I’m really bored of the ‘Die Hard Is A Christmas Movie, Ho Ho Ho’ argument. Not because I think it is, and not because I think it isn’t, but because the heated discussion has itself become a very tedious Christmas tradition.
It’s now so cliché to prove that it is, that there’s hardly anyone left who’s still passionate that it isn’t. I mean it. I’ve not heard anyone in ten years, maybe more, argue that Die Hard is not a Christmas movie. Which means either: (1) all those people are hiding, out of embarrassment, (2) they don’t care enough to argue about it, or (3) they don’t exist in the numbers that the majority who still feel urged to say ‘Die Hard is a Christmas movie’ think they do.
My guess is a mix of mostly (2) and (3). Either way though, that is the debate over, isn’t it? The die-hard Die Harders have won by volume and numbers.
And yet still, every year in lists of Christmas Movies and articles about ‘Non-Festive Movies that Somehow Still Make You Feel Festive’, the editors are compelled to include some jokey line about why the original Bruce Willis epic must be considered a Christmas Movie, or you’re not a true believer in Christmas at all.
Don’t you think it might be time to stop going on about it?
There are lots more festive arguments brewing out there at this time of year. The First Day Adventists still get cross at Christmas trees in November, yet will be blasting out Slade and Mariah Carey on December 1st. I’ve blogged before about fake versus real trees, and let’s not get started on deconstructing the John Lewis and Sainsbury’s ads.

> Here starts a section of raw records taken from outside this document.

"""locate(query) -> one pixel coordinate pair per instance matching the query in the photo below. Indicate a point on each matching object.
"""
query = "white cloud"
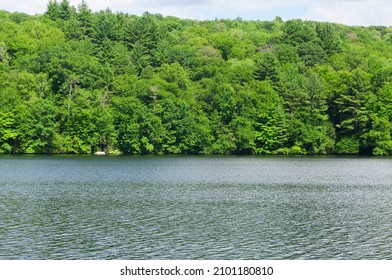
(352, 12)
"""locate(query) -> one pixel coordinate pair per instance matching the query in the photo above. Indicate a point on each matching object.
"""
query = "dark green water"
(85, 207)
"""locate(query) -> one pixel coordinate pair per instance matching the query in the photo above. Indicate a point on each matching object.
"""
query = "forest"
(73, 81)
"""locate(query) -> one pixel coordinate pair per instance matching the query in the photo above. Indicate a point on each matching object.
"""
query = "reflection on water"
(75, 207)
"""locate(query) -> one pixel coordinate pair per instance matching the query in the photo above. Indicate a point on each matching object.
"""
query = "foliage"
(77, 81)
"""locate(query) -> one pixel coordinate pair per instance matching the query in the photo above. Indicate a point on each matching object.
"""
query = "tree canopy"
(77, 81)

What do I think? I think a Christmas Movie is one that you like watching because it makes you feel Christmassy. That’s it. If blowing the roof off the Nakatomi Plaza and crawling through blood to kill off German terrorists is your festive thing, then enjoy! If watching an improbable couple get together just as the snow falls and the children at the orphanage get their presents after all, then season’s greetings to you too! There’s no battle here, nobody taking you hostage until you agree that some violent action movie is actually the epitome of peace on Earth and good will to all men. It’s all very tedious to be stuck in that skyscraper.
Die Hard, by the way, was released in the middle of a summer. Ho Ho Ho.